Reviews

Hatched 'n' Dispatched (Park Theatre)

‘There are pleasures to be had’ in a new production by Gemma Page and Michael Kirk

The cast of Hatched 'n' Dispatched
The cast of Hatched 'n' Dispatched
© Philip Lyons

Who'd have thought that two London productions in the same season would open with a Nat King Cole song, and that one of them would be Hamlet? The other is this spiky little slice of family life by Gemma Page and Michael Kirk, and the song is "Unforgettable."

It's not really a song title I could use to describe the show itself, but there are pleasures to be had, notably from a leather-lunged Wendi Peters (aka Cilla Battersby Brown in Coronation Street) as the straight-talking materfamilias who holds the ring at a gathering of the clans after a double-booking at the church for a christening and a funeral.

That's the "hatched" and "dispatched" side of things; the missing "matched" in the middle is ironically unspoken as the marriages on view are buckling under the strain from old animosities and the sound of skeletons rattling in cupboards.

Kirk, who also directs, bases what he calls "a mucky romp through the morals, memories and music of the 1950s," on his own boyhood experience in Derby, where he eavesdropped on family and patrons of the Railway Institute while putting on puppet shows.
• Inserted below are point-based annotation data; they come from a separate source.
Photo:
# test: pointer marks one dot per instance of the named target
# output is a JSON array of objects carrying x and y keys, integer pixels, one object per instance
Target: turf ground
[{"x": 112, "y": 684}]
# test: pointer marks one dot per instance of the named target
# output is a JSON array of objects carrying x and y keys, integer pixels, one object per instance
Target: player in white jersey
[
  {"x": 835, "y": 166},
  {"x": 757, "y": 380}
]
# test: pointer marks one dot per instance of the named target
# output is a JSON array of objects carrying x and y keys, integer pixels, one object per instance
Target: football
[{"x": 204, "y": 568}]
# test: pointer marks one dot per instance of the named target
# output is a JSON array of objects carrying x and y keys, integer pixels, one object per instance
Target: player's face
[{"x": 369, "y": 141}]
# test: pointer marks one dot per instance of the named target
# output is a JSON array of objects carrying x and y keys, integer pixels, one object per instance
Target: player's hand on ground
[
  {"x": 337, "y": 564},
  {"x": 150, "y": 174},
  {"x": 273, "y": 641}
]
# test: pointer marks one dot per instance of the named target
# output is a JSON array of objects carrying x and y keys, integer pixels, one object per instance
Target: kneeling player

He certainly has a good ear, and most of what the characters say, and the way they say it, sounds plausible, even if there's little colouring or idiosyncrasy to distinguish them one from the other.
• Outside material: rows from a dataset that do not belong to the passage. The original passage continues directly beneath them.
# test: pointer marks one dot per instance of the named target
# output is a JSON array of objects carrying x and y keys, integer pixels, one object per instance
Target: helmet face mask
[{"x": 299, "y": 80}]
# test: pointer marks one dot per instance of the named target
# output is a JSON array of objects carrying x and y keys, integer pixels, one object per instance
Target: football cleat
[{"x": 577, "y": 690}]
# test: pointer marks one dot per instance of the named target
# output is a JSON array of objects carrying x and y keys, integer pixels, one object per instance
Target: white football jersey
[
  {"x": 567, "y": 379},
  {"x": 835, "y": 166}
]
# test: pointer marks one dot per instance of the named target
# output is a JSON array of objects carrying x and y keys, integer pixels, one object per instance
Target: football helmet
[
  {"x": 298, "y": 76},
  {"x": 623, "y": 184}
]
Anyone could raise a laugh for instance, on a line like, "Who threw all the pickles down the stairs?" but as it falls to Wendi Peters, she makes double sure it gets one. There's a state of mix-up all round: Uncle Arthur's ashes have jumped out the urn and down the front of somebody's suit, furtive naughty sex is on the cards and one of the tribe has been away with prostitutes.
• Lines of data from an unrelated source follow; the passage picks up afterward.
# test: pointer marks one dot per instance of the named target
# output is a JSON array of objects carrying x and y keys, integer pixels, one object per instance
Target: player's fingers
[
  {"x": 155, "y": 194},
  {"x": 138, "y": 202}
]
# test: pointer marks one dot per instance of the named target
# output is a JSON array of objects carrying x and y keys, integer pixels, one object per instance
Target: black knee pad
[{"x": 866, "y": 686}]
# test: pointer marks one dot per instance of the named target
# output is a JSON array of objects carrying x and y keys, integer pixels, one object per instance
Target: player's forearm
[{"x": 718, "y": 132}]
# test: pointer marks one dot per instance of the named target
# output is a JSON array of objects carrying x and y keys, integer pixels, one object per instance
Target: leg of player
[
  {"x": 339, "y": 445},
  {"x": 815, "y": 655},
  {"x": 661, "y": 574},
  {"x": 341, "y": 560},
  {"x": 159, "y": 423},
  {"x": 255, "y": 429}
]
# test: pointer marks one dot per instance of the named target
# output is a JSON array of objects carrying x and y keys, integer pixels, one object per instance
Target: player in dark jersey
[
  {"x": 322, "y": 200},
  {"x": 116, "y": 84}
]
It's not exactly J B Priestley, but there is a sense of a small town community on the brink of a new era, and the familial tensions remind you of the more carefully patterned and soberly written plays of David Storey.

And it's quite fun to be close up and personal in the smaller Park 90 venue with Peters and her brood, who include Diana Vickers as a flaky daughter, Vicky Binns as a devastated partner, the wonderful Wendy Morgan as the stoically tight-lipped widow in a veil and pill box hat and Kevin McGowan and Matthew Fraser Holland as a pair of male malefactors.

I'd gone along expecting a musical, but after that short burst of Nat you'll have to make do with references to Percy Thrower (the first television gardener), Fanny and Johnnie Cradock (pioneering television cooks; Fanny's also referenced by Gyles Brandreth in his new show) and the astonishing assertion that "Elvis isn't a patch on Cliff."

Hatched 'n' Dispatched runs at the Park Theatre until 26 September.